4 tourniquet-test, het opblazen van de bloeddrukmeter tot 30 tot 60 seconden boven de systolische druk kan leiden tot vingerpijn is positief.

5 Het uitrekken van de polstest, het handhaven van de pols in de over-extensie positie, en de pijn is onmiddellijk positief.
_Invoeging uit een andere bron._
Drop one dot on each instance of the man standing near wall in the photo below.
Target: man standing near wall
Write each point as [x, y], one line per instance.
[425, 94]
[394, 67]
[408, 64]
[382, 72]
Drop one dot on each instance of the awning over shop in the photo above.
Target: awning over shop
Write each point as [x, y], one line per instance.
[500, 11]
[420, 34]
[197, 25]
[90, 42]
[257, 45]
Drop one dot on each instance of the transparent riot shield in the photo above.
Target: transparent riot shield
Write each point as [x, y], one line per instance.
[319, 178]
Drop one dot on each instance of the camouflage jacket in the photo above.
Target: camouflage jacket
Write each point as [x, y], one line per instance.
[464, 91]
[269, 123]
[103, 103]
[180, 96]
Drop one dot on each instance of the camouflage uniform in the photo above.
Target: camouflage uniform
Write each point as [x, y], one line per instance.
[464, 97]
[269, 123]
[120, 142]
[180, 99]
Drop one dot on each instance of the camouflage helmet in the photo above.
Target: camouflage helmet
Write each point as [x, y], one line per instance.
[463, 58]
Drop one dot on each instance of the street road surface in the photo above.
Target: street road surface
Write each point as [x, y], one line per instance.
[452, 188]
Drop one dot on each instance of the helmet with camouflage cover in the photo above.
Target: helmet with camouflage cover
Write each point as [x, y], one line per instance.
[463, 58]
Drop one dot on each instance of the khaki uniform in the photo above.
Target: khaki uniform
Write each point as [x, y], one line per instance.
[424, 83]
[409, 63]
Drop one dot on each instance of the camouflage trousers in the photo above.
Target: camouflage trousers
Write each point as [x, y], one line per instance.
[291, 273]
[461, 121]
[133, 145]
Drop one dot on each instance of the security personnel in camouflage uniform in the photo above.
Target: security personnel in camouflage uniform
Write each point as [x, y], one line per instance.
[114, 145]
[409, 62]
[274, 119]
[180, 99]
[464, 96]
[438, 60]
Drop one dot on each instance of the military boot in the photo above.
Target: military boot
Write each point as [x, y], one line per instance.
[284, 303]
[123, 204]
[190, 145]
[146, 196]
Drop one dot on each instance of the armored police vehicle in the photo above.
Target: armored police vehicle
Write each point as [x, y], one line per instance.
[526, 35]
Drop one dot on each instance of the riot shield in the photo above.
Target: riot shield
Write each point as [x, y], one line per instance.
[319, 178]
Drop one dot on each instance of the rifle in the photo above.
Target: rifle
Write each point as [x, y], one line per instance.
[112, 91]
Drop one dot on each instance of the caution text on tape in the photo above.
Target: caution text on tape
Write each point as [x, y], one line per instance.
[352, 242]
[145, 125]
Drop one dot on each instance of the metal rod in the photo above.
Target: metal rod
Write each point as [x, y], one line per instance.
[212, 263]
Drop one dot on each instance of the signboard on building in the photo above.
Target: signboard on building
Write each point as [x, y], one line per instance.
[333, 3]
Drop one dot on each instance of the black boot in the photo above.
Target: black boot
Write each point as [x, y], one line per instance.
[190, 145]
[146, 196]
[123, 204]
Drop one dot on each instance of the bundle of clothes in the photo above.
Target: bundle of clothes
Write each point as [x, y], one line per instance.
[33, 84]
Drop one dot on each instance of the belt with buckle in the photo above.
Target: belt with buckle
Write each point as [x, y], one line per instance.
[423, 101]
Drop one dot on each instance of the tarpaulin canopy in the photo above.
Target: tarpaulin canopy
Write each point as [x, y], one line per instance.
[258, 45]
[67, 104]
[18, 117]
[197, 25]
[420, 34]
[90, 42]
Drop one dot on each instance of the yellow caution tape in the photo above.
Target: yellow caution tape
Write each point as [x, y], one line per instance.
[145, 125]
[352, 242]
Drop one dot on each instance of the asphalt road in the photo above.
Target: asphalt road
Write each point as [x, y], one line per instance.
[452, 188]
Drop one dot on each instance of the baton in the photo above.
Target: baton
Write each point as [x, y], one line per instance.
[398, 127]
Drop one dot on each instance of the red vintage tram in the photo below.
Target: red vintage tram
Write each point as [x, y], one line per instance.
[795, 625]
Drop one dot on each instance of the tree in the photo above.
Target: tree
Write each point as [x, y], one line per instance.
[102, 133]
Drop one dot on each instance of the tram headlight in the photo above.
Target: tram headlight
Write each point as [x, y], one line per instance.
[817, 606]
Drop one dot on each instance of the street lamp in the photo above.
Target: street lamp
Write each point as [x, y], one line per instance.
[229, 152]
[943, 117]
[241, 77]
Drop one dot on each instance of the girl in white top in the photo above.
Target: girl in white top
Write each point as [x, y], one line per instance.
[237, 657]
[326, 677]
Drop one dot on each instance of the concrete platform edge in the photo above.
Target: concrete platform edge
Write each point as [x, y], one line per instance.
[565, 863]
6-vingerdruktest, in de proximale rand van het transversale ligament van de pols, het mediane zenuwcompressiepunt is positief met vingerdruk.

7 mediane zenuwgeleidingssnelheid, normale mediane zenuw van de proximale transversale polsstrepen tot de duim naar de palmspier of de duimabductorspier tussen de geleidingssnelheid van de motorvezel is korter dan 5 microseconden, zoals langer dan 5 microseconden abnormale, carpale tunnelsynthese Het teken kan 20 microseconden bereiken, wat aangeeft dat de mediane zenuw is beschadigd en de geleidingstijd moet meer dan 8 microseconden zijn.

Differentiële diagnose

(1) Het belangrijkste verschil in differentiële diagnose is het onderscheid tussen perifere neuritis en radiculopathie.

Perifere neuritis is voornamelijk gevoelloosheid van de vingers, de pijn is lichter, meestal handen, vertoont een symmetrische sensorische stoornis en de moeilijkheid bij identificatie is niet groot.

(2) De identificatie van cervicale spondylotische radiculopathie en carpaal tunnelsyndroom is erg belangrijk. Beide kunnen gevoelloosheid en pijn in de vingers hebben, maar de behandeling is volledig anders. Tegelijkertijd kunnen de twee tegelijkertijd bestaan, dat wil zeggen dat dezelfde patiënt tegelijkertijd cervicale spondylose heeft. En carpaal tunnelsyndroom, moeten respectievelijk zorgvuldig worden onderscheiden om goede resultaten te bereiken.

Cervicale spondylotische radiculopathie wordt gekenmerkt door pijnlijke radioactiviteit, die uitstraalt van de nek en schouders naar het distale uiteinde. De patiënt heeft ook symptomen van de nek, schouders, bovenste ledematen en handen. De pijn heeft een bepaalde relatie met de nekactiviteit. Tabletten en CT kunnen cervicale degeneratie vertonen, overeenkomstige zenuwwortelstenose L, breed scala aan pijn en sensorische stoornissen, EMG kan een differentiële diagnosebasis bieden, carpaal tunnelsyndroom is nachtvingerpijn, positieve druk vingertest, myo-elektrisch De grafiek onderzoekt de mediane zenuwgeleidingssnelheid van de proximale pols dwars op de grote vis.

(3) Bovendien moet het worden onderscheiden van perifere neuritis, diabetische perifere neuritis, reumatoïde artritis en reumatoïde artritis, hypothyreoïdie, jicht.

heeft dit artikel jou geholpen?

Het materiaal op deze site is bedoeld voor algemeen informatief gebruik en is niet bedoeld als medisch advies, waarschijnlijke diagnose of aanbevolen behandelingen.